Police have made concerted efforts to not only target, harass and in many cases harm peaceful demonstrators but also display acts of aggression against the street medics themselves, targeting them with the same level of brutality they’ve used against protesters. In Ashville earlier this month, local police armed with anti-riot gear barged into a triage station where a group of medics had assembled in a line across a street.

One of the volunteers told a reporter for Human Rights Watch that they were standing with their hands over their heads telling police they were medics. Police ignored their remarks and according to the volunteer “grabbed us by the shoulders, shoved us down the street, and told us to leave if we don’t want to be arrested.” Police then reportedly destroyed $700 worth of medical supplies at their station.

Medics have frequently found themselves in the crosshairs of dangerous confrontations initiated by the police forces. At a protest in Austin, Texas, last month, police fired impact projectiles at a group of protesters and severely injured a Texas State University student in the head. The student, Justin Howell, immediately dropped to the ground and was found with blood leaking all over his body. Witnesses at the scene assumed the young student had died from the attack.

Afterward, police told protesters and street medic teams to send the student over to their headquarters for medical attention. Police who were guarding the headquarters, however, decided to fire “less-lethal” weapons at the crowd 14 times and hit one street medic with a projectile, injuring his hand. Howell ended up suffering brain damage that could have been avoided had he received medical treatment earlier.

Police and law enforcement officials have falsely justified the use of such weapons on the grounds that they are mild instruments used to suppress demonstrators. The use of such weapons has resulted in countless peaceful protesters and innocent bystanders enduring permanent and sometimes even fatal injuries. One protester, Aubreana Inda, who participated in a Seattle protest earlier this month was shot in the chest with a flash grenade, had gone into a cardiac arrest three times from the impact, and would not have survived had there not been street medics on the scene to provide assistance.

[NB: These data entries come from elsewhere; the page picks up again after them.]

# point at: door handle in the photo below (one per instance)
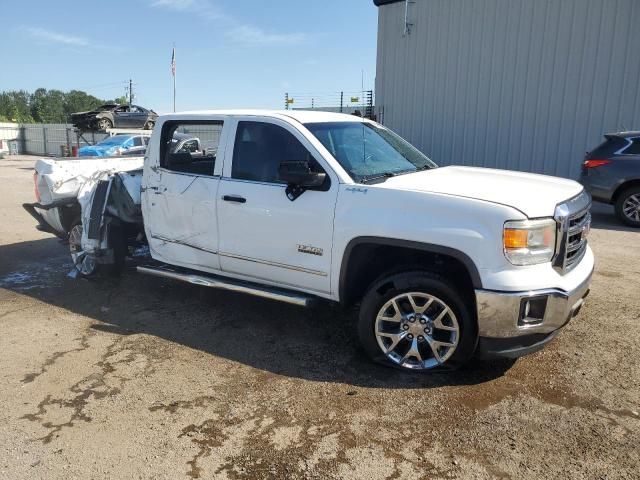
(234, 198)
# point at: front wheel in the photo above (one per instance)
(416, 321)
(628, 207)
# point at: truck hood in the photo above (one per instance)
(534, 195)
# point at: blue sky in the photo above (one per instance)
(230, 53)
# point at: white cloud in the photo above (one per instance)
(250, 35)
(56, 37)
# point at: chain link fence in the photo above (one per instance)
(44, 139)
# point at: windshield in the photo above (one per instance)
(115, 140)
(368, 151)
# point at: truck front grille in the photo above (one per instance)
(574, 221)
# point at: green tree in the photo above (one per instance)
(79, 101)
(47, 106)
(14, 106)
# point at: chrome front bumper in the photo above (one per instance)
(500, 314)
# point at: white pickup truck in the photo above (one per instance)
(444, 263)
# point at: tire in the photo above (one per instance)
(85, 264)
(104, 124)
(429, 326)
(628, 206)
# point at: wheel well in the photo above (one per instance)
(623, 187)
(367, 262)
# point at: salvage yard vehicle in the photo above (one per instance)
(443, 262)
(611, 174)
(116, 145)
(113, 115)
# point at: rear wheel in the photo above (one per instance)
(628, 206)
(416, 321)
(86, 264)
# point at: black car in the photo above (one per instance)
(611, 174)
(113, 115)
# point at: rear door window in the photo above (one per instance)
(203, 138)
(259, 149)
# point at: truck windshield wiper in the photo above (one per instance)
(377, 176)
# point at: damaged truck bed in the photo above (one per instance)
(57, 183)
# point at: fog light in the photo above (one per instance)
(532, 310)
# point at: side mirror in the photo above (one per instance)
(299, 174)
(299, 177)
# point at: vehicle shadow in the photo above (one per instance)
(603, 217)
(315, 344)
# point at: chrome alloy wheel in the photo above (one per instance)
(417, 331)
(84, 263)
(631, 207)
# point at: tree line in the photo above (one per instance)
(47, 106)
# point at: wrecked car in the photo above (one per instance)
(113, 115)
(443, 263)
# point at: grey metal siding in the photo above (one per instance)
(521, 84)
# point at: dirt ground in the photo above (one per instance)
(145, 378)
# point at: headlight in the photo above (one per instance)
(529, 242)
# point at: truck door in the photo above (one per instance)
(263, 234)
(179, 195)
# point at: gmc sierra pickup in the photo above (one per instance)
(444, 263)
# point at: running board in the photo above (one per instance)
(229, 284)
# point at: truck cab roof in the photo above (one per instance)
(302, 116)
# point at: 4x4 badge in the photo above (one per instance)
(310, 249)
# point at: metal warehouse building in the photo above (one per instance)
(521, 84)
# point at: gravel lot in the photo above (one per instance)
(144, 378)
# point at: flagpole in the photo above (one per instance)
(174, 78)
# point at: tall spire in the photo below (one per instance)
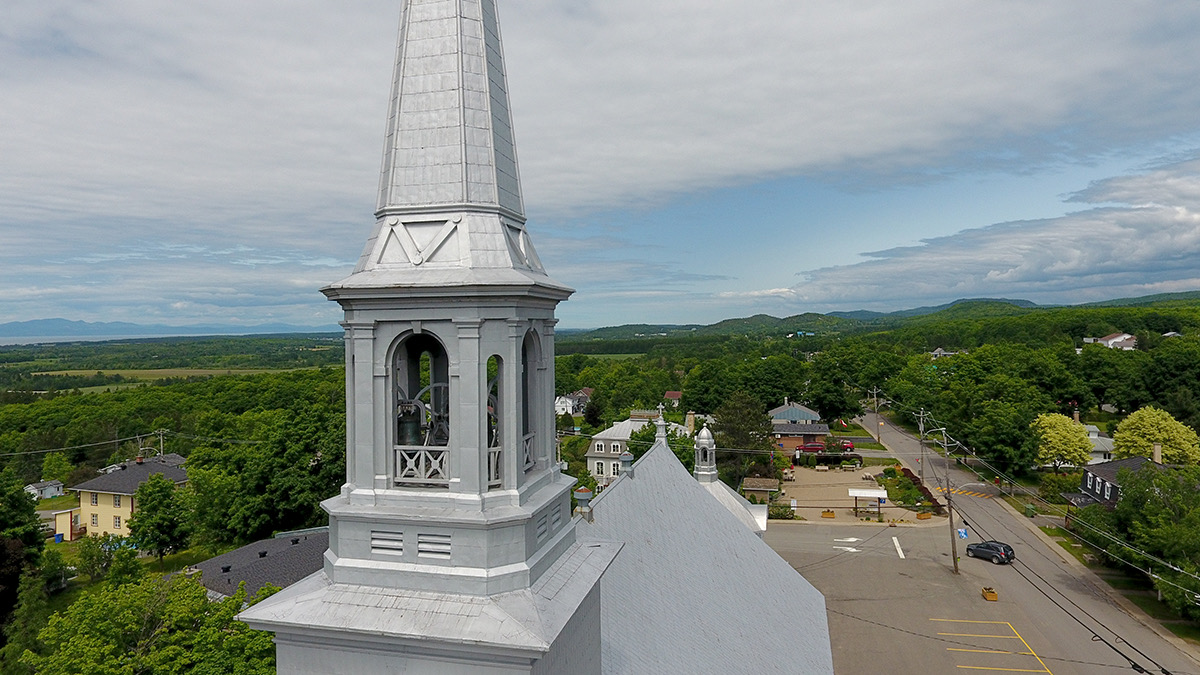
(449, 127)
(449, 191)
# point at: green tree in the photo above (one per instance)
(1061, 441)
(28, 617)
(96, 554)
(55, 467)
(1145, 426)
(154, 626)
(21, 538)
(160, 524)
(742, 423)
(125, 567)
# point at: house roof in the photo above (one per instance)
(126, 481)
(623, 429)
(1108, 470)
(793, 412)
(287, 561)
(684, 557)
(801, 429)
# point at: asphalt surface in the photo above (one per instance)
(895, 604)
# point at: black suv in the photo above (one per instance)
(997, 551)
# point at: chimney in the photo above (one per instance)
(583, 496)
(627, 464)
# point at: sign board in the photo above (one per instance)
(867, 493)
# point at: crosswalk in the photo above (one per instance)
(967, 493)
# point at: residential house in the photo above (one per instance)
(279, 561)
(106, 502)
(45, 489)
(672, 398)
(1115, 341)
(1101, 483)
(791, 437)
(573, 402)
(604, 453)
(792, 413)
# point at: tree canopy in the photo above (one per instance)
(154, 626)
(1061, 441)
(1145, 426)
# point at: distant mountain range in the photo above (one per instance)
(65, 329)
(811, 322)
(61, 328)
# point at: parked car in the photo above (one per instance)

The interventions of volunteer health care workers and others from a wide range of industries point to the immense linkage between protests against police repression and the conscious identification and solidarity large sections of the working-class feel toward victims of the capitalist state. Medical professionals, in particular, who have been battling the coronavirus pandemic, feel a parallel responsibility in aiding workers victimized by an army of police departments.